Flor looked at Mia askance. “But you thought the teenager with no experience would be better? At least your mom has had kids.” She pulled her hair out of the elastic that held it in a low ponytail and went to work with rapid hands pulling it right back where it’d been. “And it’s not like we’ll be able to coach each other for real.”
“I know,” Mia said, shrugging. “I just couldn’t do this with her. What about your mom? Where is she?”
Flor snorted. “She thinks I’m nuts for wanting to know what’s going to happen. She says I’d be much better off just hooking myself up to an epidural in the parking lot and trying to survive.”
The girl fingered one earring and Mia saw again, sharply, how very young she was, despite the deepening maturation of her body with each week.
“I might put it up for adoption,” Flor said, not looking at Mia when she spoke. She busied her hands with picking invisible specks of lint off her pressed jeans.

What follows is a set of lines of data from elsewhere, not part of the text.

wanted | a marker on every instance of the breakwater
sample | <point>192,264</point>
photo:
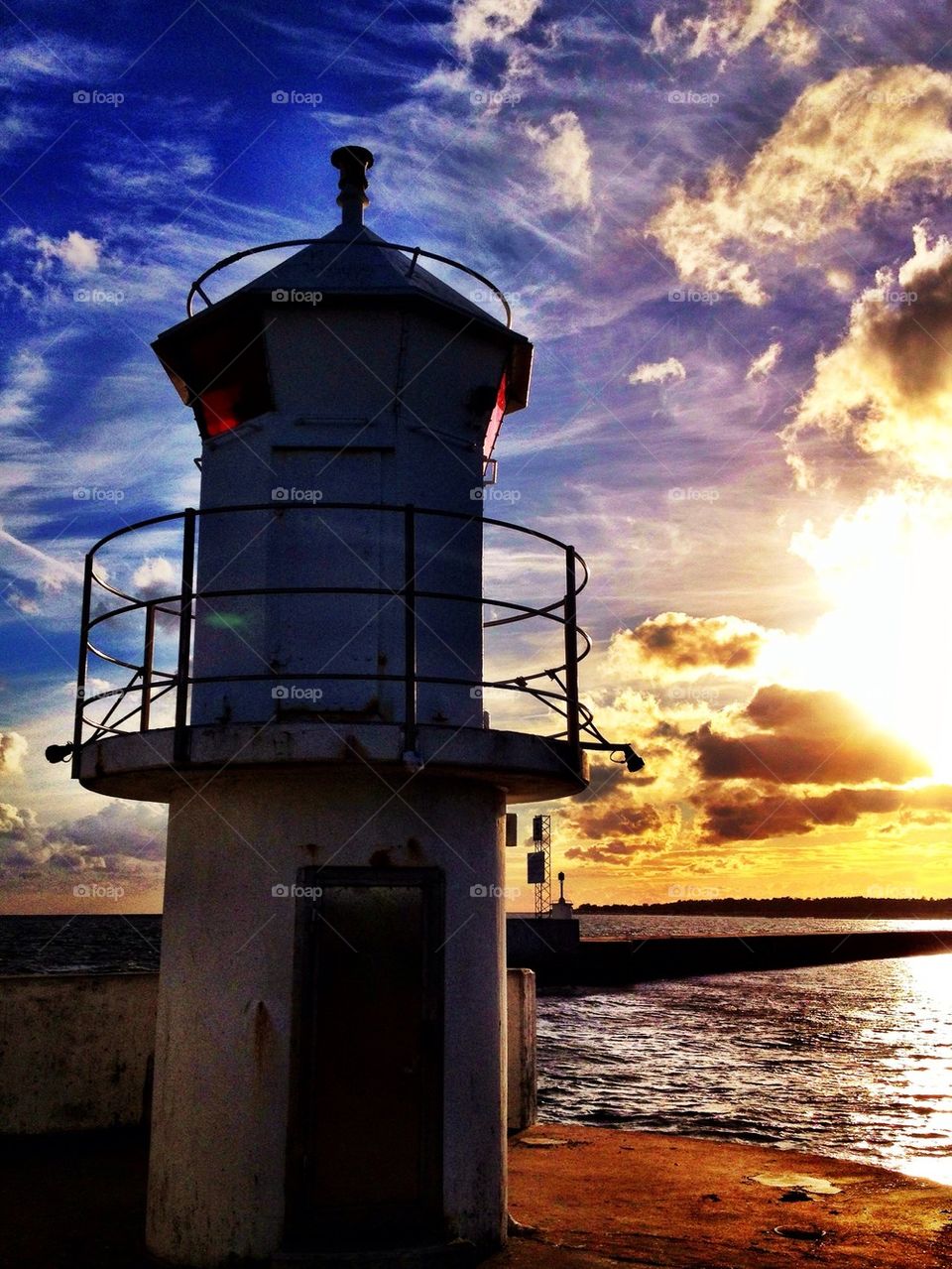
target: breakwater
<point>561,959</point>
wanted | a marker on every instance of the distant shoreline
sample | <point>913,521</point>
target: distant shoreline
<point>850,908</point>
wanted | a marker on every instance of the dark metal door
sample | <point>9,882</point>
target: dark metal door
<point>367,1097</point>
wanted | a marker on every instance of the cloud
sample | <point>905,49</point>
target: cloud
<point>13,746</point>
<point>618,826</point>
<point>155,576</point>
<point>76,251</point>
<point>490,22</point>
<point>887,389</point>
<point>762,365</point>
<point>121,839</point>
<point>729,27</point>
<point>786,736</point>
<point>860,140</point>
<point>565,159</point>
<point>673,645</point>
<point>54,58</point>
<point>741,815</point>
<point>658,372</point>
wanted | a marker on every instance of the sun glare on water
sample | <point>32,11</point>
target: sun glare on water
<point>887,642</point>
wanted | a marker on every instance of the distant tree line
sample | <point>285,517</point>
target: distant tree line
<point>852,906</point>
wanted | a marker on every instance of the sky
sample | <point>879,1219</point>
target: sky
<point>725,226</point>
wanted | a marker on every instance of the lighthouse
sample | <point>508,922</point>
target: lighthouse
<point>303,686</point>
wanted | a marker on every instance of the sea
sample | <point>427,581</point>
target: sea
<point>847,1060</point>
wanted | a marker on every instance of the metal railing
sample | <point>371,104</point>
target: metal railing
<point>555,686</point>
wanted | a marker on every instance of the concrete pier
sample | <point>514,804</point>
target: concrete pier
<point>619,962</point>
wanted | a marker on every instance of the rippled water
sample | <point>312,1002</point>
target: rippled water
<point>851,1060</point>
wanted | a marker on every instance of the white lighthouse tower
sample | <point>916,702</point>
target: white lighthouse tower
<point>329,1045</point>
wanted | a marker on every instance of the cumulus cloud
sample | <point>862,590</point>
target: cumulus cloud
<point>121,839</point>
<point>658,372</point>
<point>78,253</point>
<point>674,645</point>
<point>13,747</point>
<point>786,736</point>
<point>490,22</point>
<point>887,389</point>
<point>856,141</point>
<point>728,27</point>
<point>155,576</point>
<point>744,815</point>
<point>762,365</point>
<point>618,826</point>
<point>565,159</point>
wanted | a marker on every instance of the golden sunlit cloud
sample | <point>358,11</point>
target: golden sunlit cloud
<point>885,640</point>
<point>887,389</point>
<point>673,646</point>
<point>855,141</point>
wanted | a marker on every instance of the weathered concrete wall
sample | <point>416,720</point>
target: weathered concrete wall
<point>520,1049</point>
<point>75,1051</point>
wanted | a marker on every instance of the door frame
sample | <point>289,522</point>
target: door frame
<point>303,1227</point>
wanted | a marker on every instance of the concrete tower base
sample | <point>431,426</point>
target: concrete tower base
<point>246,1023</point>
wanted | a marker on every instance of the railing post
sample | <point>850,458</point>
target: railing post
<point>570,651</point>
<point>81,667</point>
<point>180,744</point>
<point>147,654</point>
<point>410,631</point>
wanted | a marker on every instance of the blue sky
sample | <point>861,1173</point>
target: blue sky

“Really?” Mia tried to keep her voice level, knowing only Flor could make that choice and that her own input had to remain as neutral as possible.

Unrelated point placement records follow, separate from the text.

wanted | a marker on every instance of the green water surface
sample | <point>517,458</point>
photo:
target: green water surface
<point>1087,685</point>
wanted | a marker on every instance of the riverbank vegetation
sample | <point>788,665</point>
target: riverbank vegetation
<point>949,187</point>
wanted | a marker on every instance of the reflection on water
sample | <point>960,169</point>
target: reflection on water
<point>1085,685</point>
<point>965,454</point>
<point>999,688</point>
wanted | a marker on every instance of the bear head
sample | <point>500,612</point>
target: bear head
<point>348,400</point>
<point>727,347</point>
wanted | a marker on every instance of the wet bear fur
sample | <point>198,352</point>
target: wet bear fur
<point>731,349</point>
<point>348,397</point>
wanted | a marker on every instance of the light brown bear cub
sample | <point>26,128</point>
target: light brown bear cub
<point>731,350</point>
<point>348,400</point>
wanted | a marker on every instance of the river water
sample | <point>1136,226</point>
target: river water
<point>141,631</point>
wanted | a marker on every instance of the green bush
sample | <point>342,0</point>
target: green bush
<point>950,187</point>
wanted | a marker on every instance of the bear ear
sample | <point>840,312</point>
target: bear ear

Flor shrugged. “I saw Juno. That girl was cool.”
Mia nodded slowly and tried not to smile. “It’s a big decision. You’re smart to consider every option.”
The door to the room flew open with a clang when metal hit the cement wall behind it.
“Hello, hello, hello!” A woman who could have been blood sisters with Bette Midler floated into the room, a brightly colored caftan flowing behind her outstretched arms. “So very sorry I’m late. My acupuncture appointment ran over and that is hardly a thing one wants to rush.” She filled the room with loud, musical laughter.